Most intriguingly, Christelow's historical analysis is grounded in biographies instead of statistics. Examining stories within their historical contexts, he details the lives of individuals to reveal the social factors that influence people's choices. Methodologically, the book stands apart from conventional socioscientific research; it successfully conveys the historical movement of people, albeit through the unconventional use of Arabic sources and archival materials. As such, Christelow's study is a performative one that reflects the realities of migration through the lived experiences of actual individuals while subverting oversimplified categorization. The book's interdisciplinary and innovative methodology humanizes the study of international migration and invites storytelling as a means for building a public sphere. Furthermore, its form allows Christelow's study to transverse disciplinary borders and dialogue with the work of scholars across the social sciences and the humanities, from sociology, anthropology, and geography to Near Eastern studies and religious studies.

Christelow advances many methodological insights that allow us to discern how the colonial system carried echoes of the Inquisition and how the present day carries echoes of both. In all cases of so-called “clashing,” structures of dialogue crumble. However, as Christelow argues, “for different cultural communities engaged in political, economic, and social relations, it is crucial that there be a viable framework of negotiation” (174). Christelow highlights the Rome Conference of 1994 as a significant moment of negotiation during the critical period of the late 1940s to the early 1950s, even if the Conference itself was ultimately a failed attempt at interchange. For Christelow, the Conference imparts lessons about reconciling religion with politics, an ongoing theme in the history of Algerian border-crossing. I wonder, though, whether the perceived irreconcilability of religion with politics is not itself a part of the logic that undergirds the “clash of civilizations” theory.

A critical consideration of disparate grids of intelligibility is essential to Christelow's study, and a helpful starting point to scrutinize appeals to a secular framework of relations created during the Enlightenment. The very language of diplomacy may remain discriminate, however, enabling select voices to speak and be heard.

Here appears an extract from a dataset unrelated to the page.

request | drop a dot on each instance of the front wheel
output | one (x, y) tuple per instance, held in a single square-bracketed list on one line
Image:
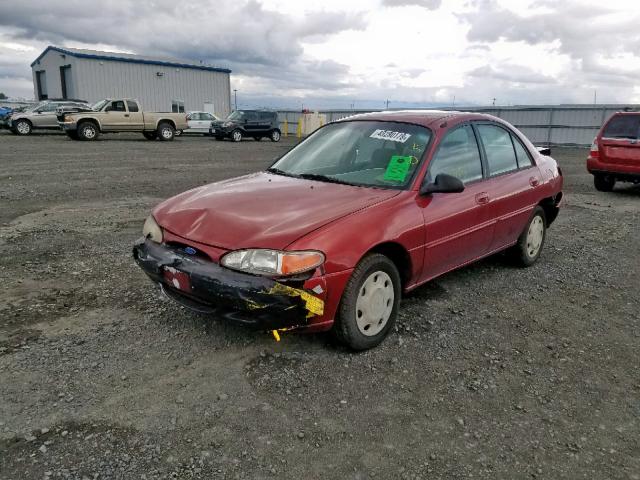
[(87, 131), (604, 183), (166, 132), (369, 304), (236, 136), (529, 247), (23, 127)]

Similarly, the formation of a multicultural public sphere is not the only alternative to dominating cross-cultural relationships and risks the establishment of a democratic pluralism that continues to perceive the Islamic world in a binary opposition to the West and self-determination as incommensurable with civic identity. Indeed, as Christelow argues, we can draw on more than two centuries of experiences from Algeria's migration history for answers to the devaluation of peaceful dialogue and enabling factors of communication. As a frontier territory that produces individuals adept at code switching, Algeria is surely an underrepresented model of cross-cultural interactions. The book neither treats Algeria as a French colony nor an Arab territory but, instead, locates it as part of a global network, developing a nuanced analysis of an otherwise-neglected subject in the study of international migration.

Finally, the book would have been strengthened by a gendered analysis of Algerian border-crossing beyond the significant role of women in family and marriage ties or simply that of female migration. On the contrary, attentiveness to how geographies of power are gendered would have complicated the causes and effects of mobility and could have bridged Christelow's study to other gendered transnational processes. A centralization of race in cross-cultural interactions would also have generated further complications in the social and political acculturation of ethnic minorities in different societies. The incorporation of a gendered and raced theoretical framework would have extended a key segue from Christelow's book into current issues of exclusion and the challenges of today's Algerian border-crossers.